Он вырвался из палатки, и было так, словно он никогда прежде не видел солнца. Не чувствовал простой радости животворного тепла на лице и ласкового ветра. Он озирался по сторонам с удивлением в мокрых глазах. Когда он плёлся сюда, понижавшийся к реке клочок земли был взболтанной грязью, усыпанной мусором помойкой. Теперь же здесь раскинулся прекрасный сад, исполненный красок. Окрылённых взглядов и приятных бесед. Смеха и птичьей песни.

— У вас всё хорошо? — Насколько Горст мог судить сквозь слёзы, Рюрген казался слегка озабоченным.

— Мне пришло письмо от короля, — пискнул он, ни черта более не стесняясь своего голоса.

— Что там? — спросил Младший. — Плохие новости?

— Хорошие новости. — И он обхватил Младшего за плечи и тесными объятиями выдавил из него стон. — Лучшие. — Он подгрёб другой рукой Рюргена, отрывая их ноги от земли, сжимая обоих, как любящий отец мог бы прижать к себе сыновей. — Мы едем домой.

Горст шёл, непривычно для себя пружиня шаг. Без доспехов, он был так лёгок, что мог случайно вспорхнуть к солнечным небесам. Сам воздух пах слаще, пусть по-прежнему со слабым привкусом выгребных ям, но он вдыхал его полной грудью. Все его раны, всю боль и досаду, все мелочные разочарования, растворил непобедимый сияющий свет.

Я родился заново.

Дорога на Осрунг — точнее на выжженные дотла развалины, пару дней назад бывшие Осрунгом — цвела улыбками. Кучка шлюх отвешивала воздушные поцелуи с сиденья фургона, и Горст возвращал их в ответ. Мальчик-калека гикнул в восторге, и Горст весело потрепал его волосы.
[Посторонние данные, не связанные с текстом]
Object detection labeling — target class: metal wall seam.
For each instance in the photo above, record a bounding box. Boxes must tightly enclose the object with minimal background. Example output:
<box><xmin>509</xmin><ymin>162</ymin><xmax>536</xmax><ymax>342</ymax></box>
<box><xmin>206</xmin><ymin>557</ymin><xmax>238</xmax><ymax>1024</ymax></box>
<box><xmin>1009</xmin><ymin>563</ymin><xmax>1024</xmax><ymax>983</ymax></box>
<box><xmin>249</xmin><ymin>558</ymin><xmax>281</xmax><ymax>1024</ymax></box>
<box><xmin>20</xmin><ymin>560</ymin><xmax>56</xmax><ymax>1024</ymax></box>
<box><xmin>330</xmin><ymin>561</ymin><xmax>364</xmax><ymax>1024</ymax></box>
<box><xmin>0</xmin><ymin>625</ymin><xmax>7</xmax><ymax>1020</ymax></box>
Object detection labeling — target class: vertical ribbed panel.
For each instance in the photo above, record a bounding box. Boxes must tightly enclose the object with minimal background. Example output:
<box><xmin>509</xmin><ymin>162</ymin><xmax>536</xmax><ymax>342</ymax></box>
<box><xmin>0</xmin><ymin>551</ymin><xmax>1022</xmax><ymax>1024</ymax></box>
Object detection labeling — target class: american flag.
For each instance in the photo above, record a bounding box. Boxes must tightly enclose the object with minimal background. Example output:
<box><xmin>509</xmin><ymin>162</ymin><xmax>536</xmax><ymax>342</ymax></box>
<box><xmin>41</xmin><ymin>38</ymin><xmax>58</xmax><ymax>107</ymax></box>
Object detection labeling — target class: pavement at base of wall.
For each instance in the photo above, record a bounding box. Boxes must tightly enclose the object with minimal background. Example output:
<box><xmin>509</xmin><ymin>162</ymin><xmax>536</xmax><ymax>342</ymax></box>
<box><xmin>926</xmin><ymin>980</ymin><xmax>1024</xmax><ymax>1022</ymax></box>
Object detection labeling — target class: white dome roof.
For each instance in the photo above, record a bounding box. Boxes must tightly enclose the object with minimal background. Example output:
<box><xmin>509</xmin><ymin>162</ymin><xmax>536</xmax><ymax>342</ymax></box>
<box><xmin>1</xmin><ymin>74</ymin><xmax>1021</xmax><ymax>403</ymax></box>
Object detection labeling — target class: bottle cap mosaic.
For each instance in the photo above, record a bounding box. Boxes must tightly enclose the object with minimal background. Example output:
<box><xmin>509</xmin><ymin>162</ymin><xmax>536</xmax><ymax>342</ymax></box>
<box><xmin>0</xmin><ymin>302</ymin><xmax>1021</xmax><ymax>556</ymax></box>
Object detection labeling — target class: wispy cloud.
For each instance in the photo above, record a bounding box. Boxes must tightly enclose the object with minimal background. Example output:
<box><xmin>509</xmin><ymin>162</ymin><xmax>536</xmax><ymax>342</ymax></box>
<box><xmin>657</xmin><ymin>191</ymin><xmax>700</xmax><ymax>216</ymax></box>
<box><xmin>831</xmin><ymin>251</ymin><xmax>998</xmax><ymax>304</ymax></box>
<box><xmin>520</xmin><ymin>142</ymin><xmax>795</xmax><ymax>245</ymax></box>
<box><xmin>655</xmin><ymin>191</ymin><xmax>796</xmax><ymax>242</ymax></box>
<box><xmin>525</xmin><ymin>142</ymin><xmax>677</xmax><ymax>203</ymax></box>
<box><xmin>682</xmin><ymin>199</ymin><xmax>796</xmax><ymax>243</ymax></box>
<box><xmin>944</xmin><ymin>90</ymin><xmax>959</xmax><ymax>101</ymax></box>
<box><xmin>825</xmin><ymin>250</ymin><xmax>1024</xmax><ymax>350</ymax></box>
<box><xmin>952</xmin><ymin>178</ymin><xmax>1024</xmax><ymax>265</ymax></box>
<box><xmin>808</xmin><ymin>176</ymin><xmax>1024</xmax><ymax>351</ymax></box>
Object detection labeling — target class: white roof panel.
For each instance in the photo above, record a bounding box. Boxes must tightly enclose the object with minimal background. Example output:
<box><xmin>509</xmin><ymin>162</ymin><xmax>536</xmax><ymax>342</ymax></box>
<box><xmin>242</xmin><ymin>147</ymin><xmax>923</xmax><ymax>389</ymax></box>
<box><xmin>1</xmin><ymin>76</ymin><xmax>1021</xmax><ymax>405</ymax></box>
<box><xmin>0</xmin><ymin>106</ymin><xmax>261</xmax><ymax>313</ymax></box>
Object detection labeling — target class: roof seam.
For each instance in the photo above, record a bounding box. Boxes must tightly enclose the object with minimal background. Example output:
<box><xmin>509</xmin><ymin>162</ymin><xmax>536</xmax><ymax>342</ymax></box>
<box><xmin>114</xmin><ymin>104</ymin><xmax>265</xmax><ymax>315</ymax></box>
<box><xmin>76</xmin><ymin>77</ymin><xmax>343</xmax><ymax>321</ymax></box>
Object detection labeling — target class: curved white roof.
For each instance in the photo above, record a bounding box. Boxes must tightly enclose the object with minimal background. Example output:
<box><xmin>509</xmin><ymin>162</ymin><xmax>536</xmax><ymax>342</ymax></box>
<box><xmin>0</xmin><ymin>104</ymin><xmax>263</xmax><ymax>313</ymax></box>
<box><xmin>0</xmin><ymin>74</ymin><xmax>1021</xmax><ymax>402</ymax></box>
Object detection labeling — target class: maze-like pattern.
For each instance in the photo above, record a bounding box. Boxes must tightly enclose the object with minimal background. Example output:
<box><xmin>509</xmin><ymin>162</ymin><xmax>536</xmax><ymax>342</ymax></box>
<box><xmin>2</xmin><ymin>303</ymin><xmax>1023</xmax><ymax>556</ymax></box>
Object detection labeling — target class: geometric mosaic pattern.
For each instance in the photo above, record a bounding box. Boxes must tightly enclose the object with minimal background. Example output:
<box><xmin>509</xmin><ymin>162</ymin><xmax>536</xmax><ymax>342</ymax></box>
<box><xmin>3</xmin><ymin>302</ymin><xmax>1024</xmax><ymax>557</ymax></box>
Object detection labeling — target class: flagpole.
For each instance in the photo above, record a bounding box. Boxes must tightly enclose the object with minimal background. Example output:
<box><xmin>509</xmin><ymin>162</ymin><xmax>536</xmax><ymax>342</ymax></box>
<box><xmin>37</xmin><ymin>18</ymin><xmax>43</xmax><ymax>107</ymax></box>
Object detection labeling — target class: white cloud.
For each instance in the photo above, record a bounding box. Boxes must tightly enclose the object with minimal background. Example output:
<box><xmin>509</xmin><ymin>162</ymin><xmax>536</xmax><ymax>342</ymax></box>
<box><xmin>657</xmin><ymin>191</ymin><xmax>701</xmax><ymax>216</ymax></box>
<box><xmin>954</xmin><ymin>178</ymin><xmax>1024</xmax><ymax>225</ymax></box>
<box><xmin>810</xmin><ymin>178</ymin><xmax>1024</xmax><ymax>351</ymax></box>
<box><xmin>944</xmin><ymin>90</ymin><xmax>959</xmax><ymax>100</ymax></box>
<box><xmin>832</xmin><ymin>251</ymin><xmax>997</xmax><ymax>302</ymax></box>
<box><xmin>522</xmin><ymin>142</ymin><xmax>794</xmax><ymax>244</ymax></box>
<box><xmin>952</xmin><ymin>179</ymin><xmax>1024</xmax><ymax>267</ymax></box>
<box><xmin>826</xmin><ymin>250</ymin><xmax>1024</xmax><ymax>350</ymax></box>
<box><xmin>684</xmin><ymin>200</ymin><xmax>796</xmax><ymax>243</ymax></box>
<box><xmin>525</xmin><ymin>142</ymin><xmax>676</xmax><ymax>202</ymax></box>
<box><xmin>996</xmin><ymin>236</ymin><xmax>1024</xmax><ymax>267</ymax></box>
Мимо шаркала колонна ходячих раненых, кто-то на костылях, из первого ряда, кивнул, и Горст обнял его, поцеловал в лоб и, улыбаясь, продолжил путь.

— Горст! Это Горст! — Донёслось чьё-то приветствие, и Горст растянул улыбку и выбросил в воздух заскорузлый кулак. Бремер дан Горст, герой бранного поля! Бремер дан Горст, доверенный монарха! Рыцарь-телохранитель, Первый страж Верховного короля Союза, благородный, доблестный, всеми любимый! Свершить что угодно — ему по силам. Обладать чем угодно — ему подвластно.

Повсюду картины радости. Командир полка женил на пухлолицей женщине, с цветами в волосах, какого-то воина с сержантскими лычками, и круг его товарищей непристойно присвистывал. Новоиспечённый, до смешного юный прапорщик, лучился в полуденном свете, вынося цвета своего полка на церемонии присвоения звания. Гордо реяло золотое солнце Союза. Неужели из тех, которые всего день назад халатно потерял Миттерик? Как же быстро порой забываются иные прегрешения. И нерадивых вознаграждают в одном ряду с неправедными.

Как бы подчёркивая эту суть, у дороги Горсту попался на глаза Фельнигг, в новом мундире, в окружении сборища штабных офицеров. Он давал взбучку доведённому до слёз лейтенантику у перевернувшейся повозки — скарб, оружие и, по непонятному разумению, полноразмерная арфа, вывалились из неё подобно кишкам дохлой овцы.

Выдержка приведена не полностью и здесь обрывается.